Introduction To Tidy Data Principles

What is Tidy Data

As developers, we abide by certain principles, heuristics and rules to ensure that we code consistently, but often, it's simply to stop opinionated arguments.

The way we structure our data objects is the same. There are some clear rules about how to structure our data to be tidy data; however, the tidy data design principles are less known and potentially more critical if you work with analytics or large data sets.

"Tidy datasets are all alike, but every messy dataset is messy in its own way." – Hadley Wickham you can read Hadley Wickham's full research paper into tidy data here

Or you can read a summary of the most crucial tidy data principles below:

Each Variable Forms a Column

A variable is a pretty well-understood term in computer science. If we had a data set with a location column, it might look like this.

❌	Temperature	Location
	21	New York, USA
	19	London, UK

However, in this example, we have concatenated two separate variables for Location, and we should treat them as such like this:

✅	Temperature	City	Country
	21	New York	USA
	19	London	UK

Each Observation Forms a Row

An observation is a term used in data analytics, meaning a single reading. Suppose we took a reading of the temperature in the morning and in the evening. There are two separate observations, but we could store the data in a single row like this:

❌	Date	Morning Temp	Evening Temp
	01/02/2024	21	25
	02/02/2024	22	24

Tidy Data principles require us to split each observation (temperature reading) into a separate row.
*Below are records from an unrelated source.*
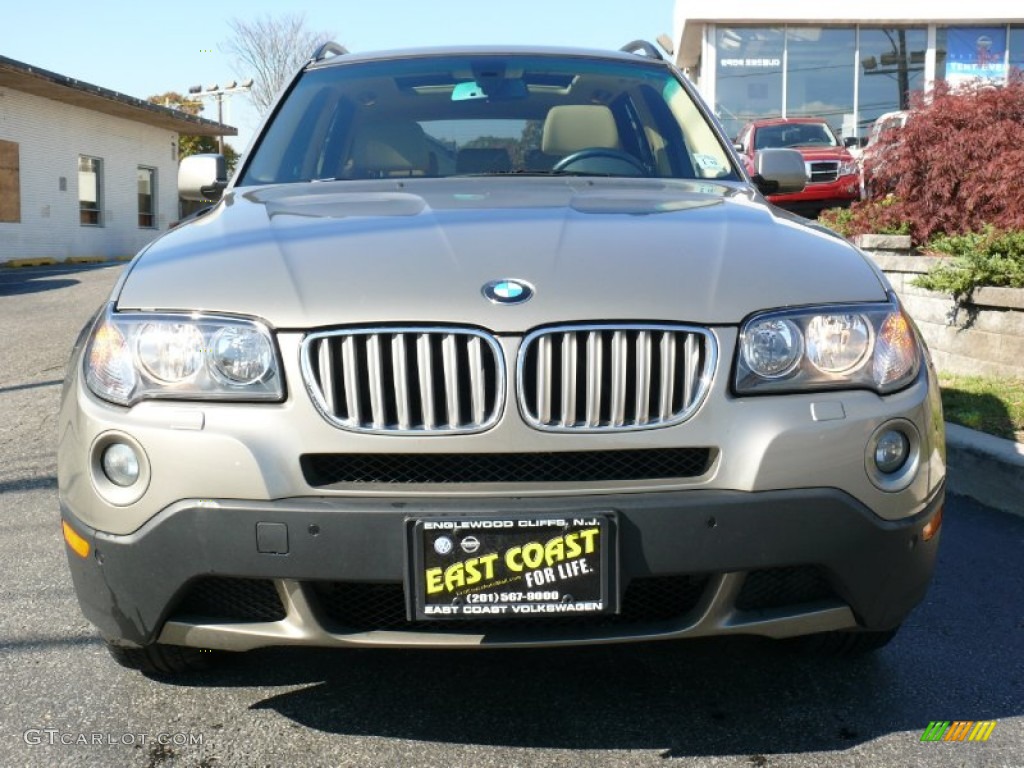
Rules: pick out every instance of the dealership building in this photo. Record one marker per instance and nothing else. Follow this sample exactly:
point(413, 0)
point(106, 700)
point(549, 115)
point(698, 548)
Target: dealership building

Date	Time of Day	Temperature
01/02/2024	Morning	21
01/02/2024	Evening	25
02/02/2024	Morning	22
02/02/2024	Evening	24

Column Headers Are Variable Names, Not Values

The headings should always be the variable names and never be values themselves. In the example below, we have put three observations in a single row and used variables in the heading names.

❌	Product	2021	2022	2023
	A	100	150	200
	B	80	120	160

These should split into individual observations, and the variable year should be added as a new column.

Product	Year	Sales
A	2021	100
A	2022	150
A	2023	200
B	2021	80
B	2022	120
B	2023	160

Each Type of Observational Unit Forms a Table

A dataframe or table is a collection of observations. In the following example, observations for books and authors are in a single table.

❌	Title	Publication Year	Author	Birth Year	Nationality
	Moby Dick	1851	Herman Melville	1819	American
	Pride and Prejudice	1813	Jane Austen	1775	British

Books and authors are two different observation types, so we should store them in separate tables. We may want to merge the data to perform some analysis and visualisation, but this will be the final step in working with this data.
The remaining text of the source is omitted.